I wish I were shitting you here, but sadly, I’m not.
College football became a national phenomenon because it supposedly served the values of progressivism, in two ways. It exemplified specialization, expertise and scientific management. And it would reconcile the public to the transformation of universities, especially public universities, into something progressivism desired but the public found alien. Replicating industrialism’s division of labor, universities introduced the fragmentation of the old curriculum of moral instruction into increasingly specialized and arcane disciplines. These included the recently founded social sciences — economics, sociology, political science — that were supposed to supply progressive governments with the expertise to manage the complexities of the modern economy and the simplicities of the uninstructed masses.
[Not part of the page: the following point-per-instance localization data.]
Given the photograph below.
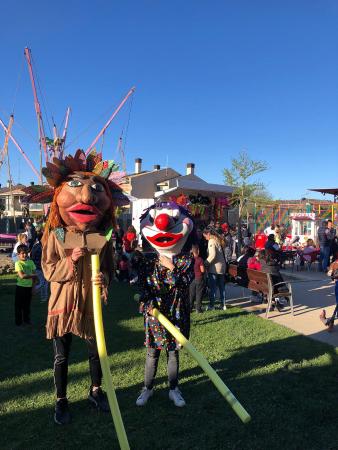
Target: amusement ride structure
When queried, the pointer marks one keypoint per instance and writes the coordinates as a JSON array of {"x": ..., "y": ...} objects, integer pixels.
[{"x": 50, "y": 147}]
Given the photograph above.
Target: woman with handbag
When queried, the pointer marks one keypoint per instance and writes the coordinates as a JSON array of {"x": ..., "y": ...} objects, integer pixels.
[
  {"x": 216, "y": 267},
  {"x": 329, "y": 322}
]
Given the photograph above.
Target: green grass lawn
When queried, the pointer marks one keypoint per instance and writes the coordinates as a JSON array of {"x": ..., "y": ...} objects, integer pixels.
[{"x": 287, "y": 382}]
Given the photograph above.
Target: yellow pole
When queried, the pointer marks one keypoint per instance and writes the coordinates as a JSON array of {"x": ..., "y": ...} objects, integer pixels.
[
  {"x": 223, "y": 389},
  {"x": 101, "y": 345}
]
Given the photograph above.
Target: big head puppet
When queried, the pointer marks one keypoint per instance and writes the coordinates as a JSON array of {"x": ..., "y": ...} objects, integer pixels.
[
  {"x": 83, "y": 193},
  {"x": 168, "y": 228}
]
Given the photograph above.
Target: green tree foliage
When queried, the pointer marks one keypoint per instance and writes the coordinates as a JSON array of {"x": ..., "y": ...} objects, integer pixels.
[{"x": 246, "y": 190}]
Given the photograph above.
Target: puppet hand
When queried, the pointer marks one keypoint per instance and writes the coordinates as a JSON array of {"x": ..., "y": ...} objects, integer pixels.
[
  {"x": 77, "y": 253},
  {"x": 166, "y": 262},
  {"x": 98, "y": 280}
]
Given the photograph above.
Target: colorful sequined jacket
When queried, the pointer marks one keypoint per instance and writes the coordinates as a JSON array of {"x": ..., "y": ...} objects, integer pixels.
[{"x": 169, "y": 292}]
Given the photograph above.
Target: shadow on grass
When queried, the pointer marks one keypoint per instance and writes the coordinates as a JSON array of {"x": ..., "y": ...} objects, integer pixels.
[
  {"x": 26, "y": 350},
  {"x": 300, "y": 397}
]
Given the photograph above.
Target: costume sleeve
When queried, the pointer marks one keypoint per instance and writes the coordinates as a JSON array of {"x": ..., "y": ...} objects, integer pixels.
[
  {"x": 55, "y": 266},
  {"x": 183, "y": 272},
  {"x": 107, "y": 262},
  {"x": 18, "y": 266},
  {"x": 146, "y": 268},
  {"x": 211, "y": 252}
]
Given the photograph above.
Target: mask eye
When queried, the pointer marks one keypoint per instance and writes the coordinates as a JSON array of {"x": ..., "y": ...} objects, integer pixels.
[
  {"x": 97, "y": 187},
  {"x": 74, "y": 183}
]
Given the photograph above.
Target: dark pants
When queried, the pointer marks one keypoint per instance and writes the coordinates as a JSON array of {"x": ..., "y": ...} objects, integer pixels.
[
  {"x": 335, "y": 312},
  {"x": 61, "y": 346},
  {"x": 153, "y": 355},
  {"x": 196, "y": 290},
  {"x": 324, "y": 257},
  {"x": 23, "y": 297}
]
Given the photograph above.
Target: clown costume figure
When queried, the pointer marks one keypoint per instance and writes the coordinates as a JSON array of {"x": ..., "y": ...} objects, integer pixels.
[
  {"x": 80, "y": 222},
  {"x": 164, "y": 280}
]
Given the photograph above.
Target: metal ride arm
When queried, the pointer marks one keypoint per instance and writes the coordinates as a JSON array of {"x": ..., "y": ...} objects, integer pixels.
[
  {"x": 199, "y": 358},
  {"x": 21, "y": 151},
  {"x": 37, "y": 107},
  {"x": 101, "y": 345},
  {"x": 132, "y": 90}
]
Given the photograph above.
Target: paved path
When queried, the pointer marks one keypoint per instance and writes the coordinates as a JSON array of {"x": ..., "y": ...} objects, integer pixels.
[{"x": 312, "y": 291}]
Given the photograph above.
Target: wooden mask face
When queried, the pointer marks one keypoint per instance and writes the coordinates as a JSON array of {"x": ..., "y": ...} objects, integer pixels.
[{"x": 83, "y": 201}]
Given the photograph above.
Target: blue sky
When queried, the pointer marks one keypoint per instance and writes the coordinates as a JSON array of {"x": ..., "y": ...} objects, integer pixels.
[{"x": 212, "y": 78}]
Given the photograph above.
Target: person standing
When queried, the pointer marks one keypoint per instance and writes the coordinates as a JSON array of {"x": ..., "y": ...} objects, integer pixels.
[
  {"x": 197, "y": 285},
  {"x": 216, "y": 267},
  {"x": 31, "y": 234},
  {"x": 332, "y": 237},
  {"x": 36, "y": 255},
  {"x": 25, "y": 269},
  {"x": 269, "y": 230},
  {"x": 324, "y": 244}
]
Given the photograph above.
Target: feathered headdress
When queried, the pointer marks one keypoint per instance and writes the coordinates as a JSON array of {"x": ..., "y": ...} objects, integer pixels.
[{"x": 60, "y": 169}]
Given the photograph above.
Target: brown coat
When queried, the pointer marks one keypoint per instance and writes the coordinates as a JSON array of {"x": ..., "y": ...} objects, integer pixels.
[{"x": 70, "y": 307}]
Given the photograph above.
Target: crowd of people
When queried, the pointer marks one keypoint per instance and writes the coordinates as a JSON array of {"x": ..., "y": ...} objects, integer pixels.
[{"x": 214, "y": 247}]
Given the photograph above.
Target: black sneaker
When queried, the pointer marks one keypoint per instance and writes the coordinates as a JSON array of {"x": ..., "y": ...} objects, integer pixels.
[
  {"x": 99, "y": 399},
  {"x": 62, "y": 414}
]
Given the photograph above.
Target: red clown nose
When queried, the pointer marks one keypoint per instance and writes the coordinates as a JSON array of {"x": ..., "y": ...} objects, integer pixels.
[{"x": 162, "y": 221}]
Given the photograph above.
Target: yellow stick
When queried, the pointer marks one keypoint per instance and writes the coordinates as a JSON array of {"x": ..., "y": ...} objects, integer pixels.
[
  {"x": 101, "y": 345},
  {"x": 223, "y": 389}
]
Football taught the progressive virtue of subordinating the individual to the collectivity. Inevitably, this led to the cult of one individual, the coach. Today, in almost every state, at least one public university football coach is paid more than the governor.
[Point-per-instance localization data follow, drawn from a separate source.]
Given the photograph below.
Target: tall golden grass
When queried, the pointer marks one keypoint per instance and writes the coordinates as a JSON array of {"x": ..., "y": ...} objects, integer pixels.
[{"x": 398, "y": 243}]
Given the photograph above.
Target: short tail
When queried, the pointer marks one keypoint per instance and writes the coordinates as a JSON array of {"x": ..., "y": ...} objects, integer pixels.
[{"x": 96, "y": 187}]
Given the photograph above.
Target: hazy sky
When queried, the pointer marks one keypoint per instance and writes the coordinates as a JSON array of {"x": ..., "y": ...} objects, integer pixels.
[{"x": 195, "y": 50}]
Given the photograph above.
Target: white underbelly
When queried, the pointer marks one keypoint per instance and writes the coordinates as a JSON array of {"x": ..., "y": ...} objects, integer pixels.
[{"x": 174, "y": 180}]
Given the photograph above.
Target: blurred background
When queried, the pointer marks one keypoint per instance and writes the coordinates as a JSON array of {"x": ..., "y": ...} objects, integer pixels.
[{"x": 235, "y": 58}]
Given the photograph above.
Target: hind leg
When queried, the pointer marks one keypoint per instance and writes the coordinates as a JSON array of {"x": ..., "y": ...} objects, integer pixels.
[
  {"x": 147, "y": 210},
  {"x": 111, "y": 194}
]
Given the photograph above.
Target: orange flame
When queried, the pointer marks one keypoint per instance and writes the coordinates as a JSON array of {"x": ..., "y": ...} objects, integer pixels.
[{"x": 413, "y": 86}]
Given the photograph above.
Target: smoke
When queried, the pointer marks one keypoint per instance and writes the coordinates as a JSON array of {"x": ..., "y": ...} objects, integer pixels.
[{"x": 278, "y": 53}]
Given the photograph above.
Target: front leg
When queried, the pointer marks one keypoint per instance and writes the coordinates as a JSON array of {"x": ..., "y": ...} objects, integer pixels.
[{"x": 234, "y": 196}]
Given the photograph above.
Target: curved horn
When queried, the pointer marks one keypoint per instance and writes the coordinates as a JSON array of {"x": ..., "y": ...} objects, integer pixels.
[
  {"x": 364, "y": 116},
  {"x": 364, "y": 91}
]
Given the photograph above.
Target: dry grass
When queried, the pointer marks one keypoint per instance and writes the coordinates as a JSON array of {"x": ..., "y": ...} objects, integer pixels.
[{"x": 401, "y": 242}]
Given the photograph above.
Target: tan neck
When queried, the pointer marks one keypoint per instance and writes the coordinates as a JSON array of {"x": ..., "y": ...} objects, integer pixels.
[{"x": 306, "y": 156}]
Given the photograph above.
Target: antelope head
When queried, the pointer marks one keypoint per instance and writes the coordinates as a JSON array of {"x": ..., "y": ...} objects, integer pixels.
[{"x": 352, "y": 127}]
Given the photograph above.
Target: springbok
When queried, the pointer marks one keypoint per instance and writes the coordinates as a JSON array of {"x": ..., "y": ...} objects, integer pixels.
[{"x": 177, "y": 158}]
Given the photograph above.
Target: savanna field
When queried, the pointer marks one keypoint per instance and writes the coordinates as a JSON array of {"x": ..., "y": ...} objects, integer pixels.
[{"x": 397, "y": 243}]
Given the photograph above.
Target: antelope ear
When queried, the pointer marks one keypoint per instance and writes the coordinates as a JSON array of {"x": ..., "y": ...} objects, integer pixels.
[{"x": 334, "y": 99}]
And Babe Ruth was famously paid more than the President of the United States, George.
This is some bizarre stuff. For one thing, as Jonathan Chait notes, it’s not exactly like college football thrives in progressive hot beds. In fact, the reality is pretty much the opposite of that. For another, if you want to talk about sports and the modern regulatory state, you would find a better example of that with Will’s beloved professional baseball, which is chock full of examples such as public financial support of stadiums, a sweeping antitrust exemption and the Supreme Court-supported reserve clause (now discarded). Not to mention that whole Red Sox-Yankees thing.
Face it, George Will thinks you’re all a bunch of pinkos for reading this blog.